Having just recently learned that terrorists favored that particular corner for planting bombs under cars, I started a bit. Terri explained, astonished, that a red bird flew into the tree out the window.
It was a cardinal (Cardinalis cardinalis), a common bird, but not one common to Utah, where both of us had grown up.
I think of that often these days, and am still constantly startled, to see green birds flit across the streets of Duncanville, Texas.
Monk parakeets. Myiopsitta monachus. Also known as the Quaker parrot.

Monk parakeets profiled in the Chinese pistache, Duncanville, Texas, August 10, 2010 - photo by Ed Darrell; more than a dozen birds are hidden deeper in the tree.
Monk parakeets are invasive in Texas — it is thought the wild flocks developed from a few dozen escapees in the past three decades. They favor nesting on tall electrical poles — the stadium lights of the high school and college football stadia host a lot, as do electrical transmission lines. At Verizon Wireless we had at least one occasion when one of our cell tower climbers was attacked by one of the birds, apparently a mother just after the chicks had hatched.
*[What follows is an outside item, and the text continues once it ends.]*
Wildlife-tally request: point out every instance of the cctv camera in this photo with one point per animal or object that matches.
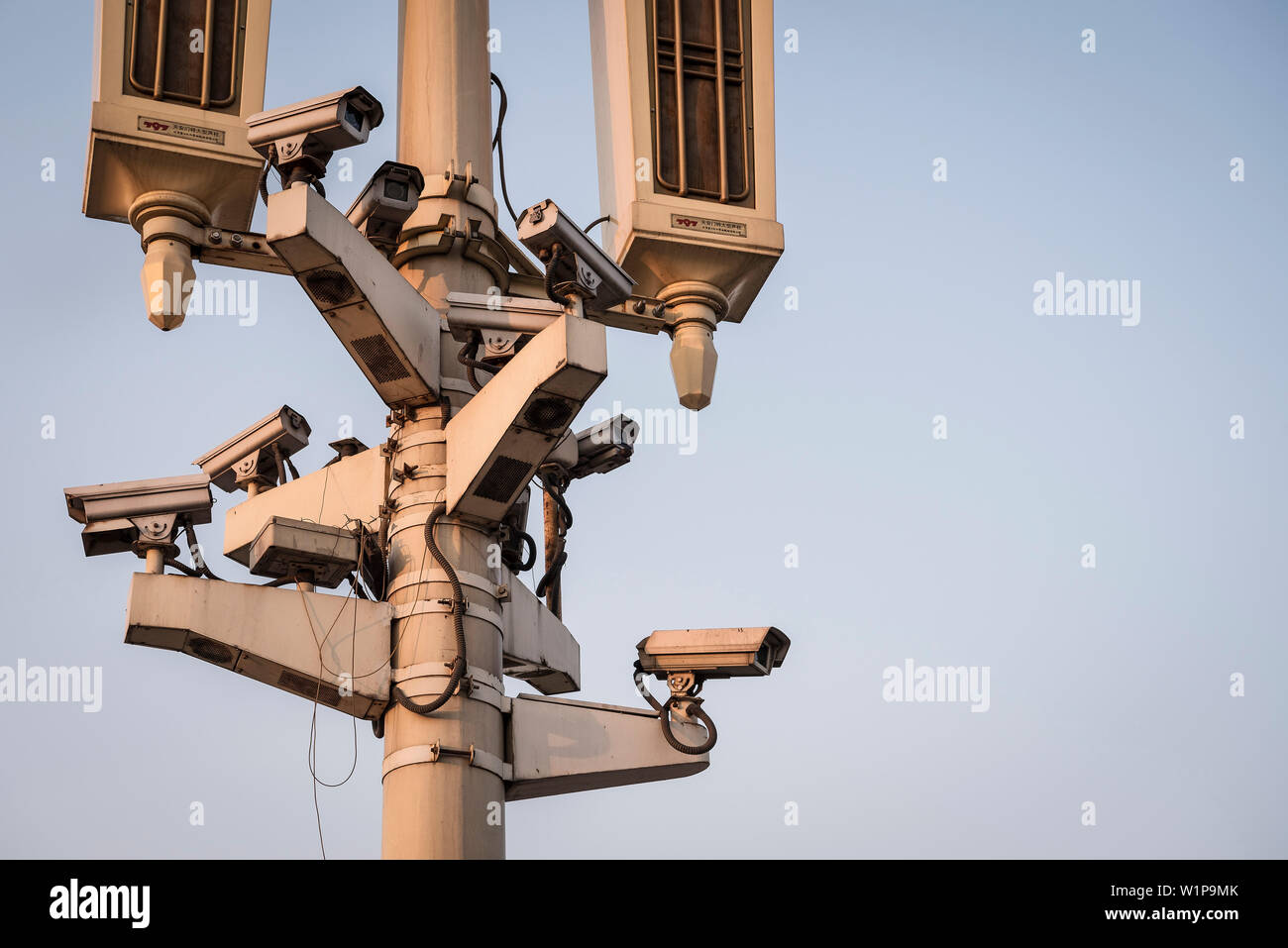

Cell towers provide excellent habitat for the birds.
At the best sitings I’ve had, previously I lacked a camera. Today I happened to have the small Pentax Optio V20. 20 to 30 of the birds roosted along an electrical wire. They were happy to see me until I pulled out the camera. (Pure conjecture: They’re smart. They’ve seen people with cameras before — and frequently, shortly after that some crew appears with a cherry-picker to destroy their nests. Camera-shyness is a survival function for the birds.)
Cute little beggars.
All I observed was social activity and some preening, except for the one bird flitting around with a stick in its bill.
And the two who were trying to pull tape off of electrical transmission wires.
Troublemakers.
Truth be told, I’ll take the monk parakeets in greater profusion, if we can reduce the populations of starlings, grackles and cowbirds.
Is there any evidence of the parakeets preying on songbirds?

Monk parakeet in the Chinese pistache tree. All photos by Ed Darrell, use with attribution encouraged.
[Update: Oops. Looked like a locust tree on a quick look. A longer look, I wasn’t so sure. Kathryn confirmed that it’s really a Chinese pistache, Pistacia chinensis.]